Juba is dusty, dirty – filled with that scourge of mankind, plastic bags – and very poor. But it also is indisputably Africa. The mud huts with straw roofs, the chickens, goats and dogs running loose. The smiling faces, all the children waving and wanting us to take their pictures. That wish to have their picture taken always makes me wonder. They’ll almost certainly never see them. It is that somewhere, somehow they want their lives to be recorded, remembered by someone outside? I always feel at home in Africa. We stayed at the USAID compound, now occupied by the International Red Cross. The ICRC team includes doctors and nurses who run the local hospital. They work 18-hour days, six days a week. The Sudanese staff won’t help them because they don’t care about the local people. The Red Cross people, mostly Europeans, are the most dedicated I’ve ever met. Rough living in Juba but they all can’t stop what they are doing.

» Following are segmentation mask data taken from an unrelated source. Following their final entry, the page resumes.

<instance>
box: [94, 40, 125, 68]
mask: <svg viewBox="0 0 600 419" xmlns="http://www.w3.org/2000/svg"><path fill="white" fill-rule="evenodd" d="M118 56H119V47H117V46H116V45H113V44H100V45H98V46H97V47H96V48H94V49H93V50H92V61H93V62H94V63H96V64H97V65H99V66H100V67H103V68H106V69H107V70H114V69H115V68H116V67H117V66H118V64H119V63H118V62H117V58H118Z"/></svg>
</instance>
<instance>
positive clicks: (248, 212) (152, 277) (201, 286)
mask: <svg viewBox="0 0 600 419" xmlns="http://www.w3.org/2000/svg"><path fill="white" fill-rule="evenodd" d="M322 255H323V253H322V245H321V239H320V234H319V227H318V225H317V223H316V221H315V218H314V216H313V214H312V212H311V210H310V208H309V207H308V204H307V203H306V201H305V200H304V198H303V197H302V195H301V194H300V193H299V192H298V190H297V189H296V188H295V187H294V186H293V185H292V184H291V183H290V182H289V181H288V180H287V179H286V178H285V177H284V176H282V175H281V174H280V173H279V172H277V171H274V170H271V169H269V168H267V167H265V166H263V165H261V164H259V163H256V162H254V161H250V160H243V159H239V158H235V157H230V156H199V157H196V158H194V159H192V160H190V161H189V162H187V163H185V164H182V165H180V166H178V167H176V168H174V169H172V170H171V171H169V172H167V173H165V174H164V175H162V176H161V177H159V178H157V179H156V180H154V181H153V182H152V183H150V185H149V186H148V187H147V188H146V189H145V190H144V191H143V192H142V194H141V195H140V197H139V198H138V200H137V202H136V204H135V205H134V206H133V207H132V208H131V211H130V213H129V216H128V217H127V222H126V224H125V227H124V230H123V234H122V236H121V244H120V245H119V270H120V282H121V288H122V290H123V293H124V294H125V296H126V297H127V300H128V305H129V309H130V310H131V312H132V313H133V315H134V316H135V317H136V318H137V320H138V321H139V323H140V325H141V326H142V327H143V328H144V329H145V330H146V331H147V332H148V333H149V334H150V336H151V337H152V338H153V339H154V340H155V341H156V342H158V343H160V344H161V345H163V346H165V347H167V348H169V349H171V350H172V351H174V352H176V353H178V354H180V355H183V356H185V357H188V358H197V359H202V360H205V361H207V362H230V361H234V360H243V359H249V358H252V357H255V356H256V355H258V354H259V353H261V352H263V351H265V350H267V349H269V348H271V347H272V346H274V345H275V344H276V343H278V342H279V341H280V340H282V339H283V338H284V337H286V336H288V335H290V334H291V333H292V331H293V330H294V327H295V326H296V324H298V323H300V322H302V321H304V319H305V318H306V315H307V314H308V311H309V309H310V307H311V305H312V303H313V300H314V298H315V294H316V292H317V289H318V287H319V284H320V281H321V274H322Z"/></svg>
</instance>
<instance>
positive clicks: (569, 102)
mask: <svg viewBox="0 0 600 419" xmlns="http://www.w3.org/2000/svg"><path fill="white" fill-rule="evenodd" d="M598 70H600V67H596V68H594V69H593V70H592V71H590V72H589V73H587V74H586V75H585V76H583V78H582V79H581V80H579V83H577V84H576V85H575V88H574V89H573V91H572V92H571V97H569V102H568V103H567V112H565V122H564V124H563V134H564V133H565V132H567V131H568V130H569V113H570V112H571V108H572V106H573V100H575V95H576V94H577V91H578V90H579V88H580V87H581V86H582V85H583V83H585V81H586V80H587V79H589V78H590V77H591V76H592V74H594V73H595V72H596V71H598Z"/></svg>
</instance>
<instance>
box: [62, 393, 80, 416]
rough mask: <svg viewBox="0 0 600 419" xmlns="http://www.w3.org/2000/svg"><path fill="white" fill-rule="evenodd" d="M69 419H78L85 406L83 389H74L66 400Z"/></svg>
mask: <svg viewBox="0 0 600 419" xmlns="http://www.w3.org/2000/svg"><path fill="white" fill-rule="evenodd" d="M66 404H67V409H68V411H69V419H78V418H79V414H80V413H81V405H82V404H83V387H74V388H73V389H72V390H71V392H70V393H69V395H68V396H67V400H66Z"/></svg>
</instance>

I had 15 minutes between meetings – that included with the local army commander, who gave us dinner – and took a swim [in the USAID pool]. Reminded me of Harare. In the evening I sat alone by the pool for a bit and smoked a cigar. I watched the smoke disappear into the night sky and thought of paradise.



Thursday, March 12, 2015

04 Khartoum 0065 - Meeting Jaafar Nimeiri



Journal note for January 20: Been back one week. I called on former President Nimeri today. He was most cordial and we had breakfast and talked.

Tuesday, March 10, 2015

Journal Entry for January 17, 2004


Got up early this morning after another night sleeping with the windows open. (It is gradually warming but still in lower 60s during night.) Went down to the shore of the Blue Nile to take a waterbus across to Tuti Island. Tuti sits in the middle of the conjunction of the Blue and White Niles. Until 20 years ago, the three Arab tribes that lived there didn't let anyone visit their island, not even other Sudanese. It is easy to understand why. In the middle of a desert, they have great soil (silt carried down the Nile) and a steady supply of water. They grow fruits, vegetables and sorghum year round. They only "import" from Khartoum cooking and motor oil and a few other things like softdrinks. They even make their own bricks from river mud, dung and Nile water. (I saw several places where people were making bricks by hand as they would have thousands of years ago. One of them appeared drunk, as I might well be too making bricks all day. Expert brick makers can make up to $8 a day.)

They now let people onto their island and there are a large number of southern and western Sudanese that do much of the labor. I walked around with my bodyguard Hashim. He had scouted ahead and led me across the whole place. The sun was a winter sun but intense nevertheless. We walked for fours hours steady. I returned beat and still am. But I had to do an interview with the editor of a local Arabic newspaper this afternoon. He asked me questions for 1 1/2 hours. He started by telling me be was invited to be with the US Marines in Lebanon many years ago and ended by assuring me he likes America. We'll see what he does with my answers.


Note:  I had spent the holidays back home with my family and returned after the New Year.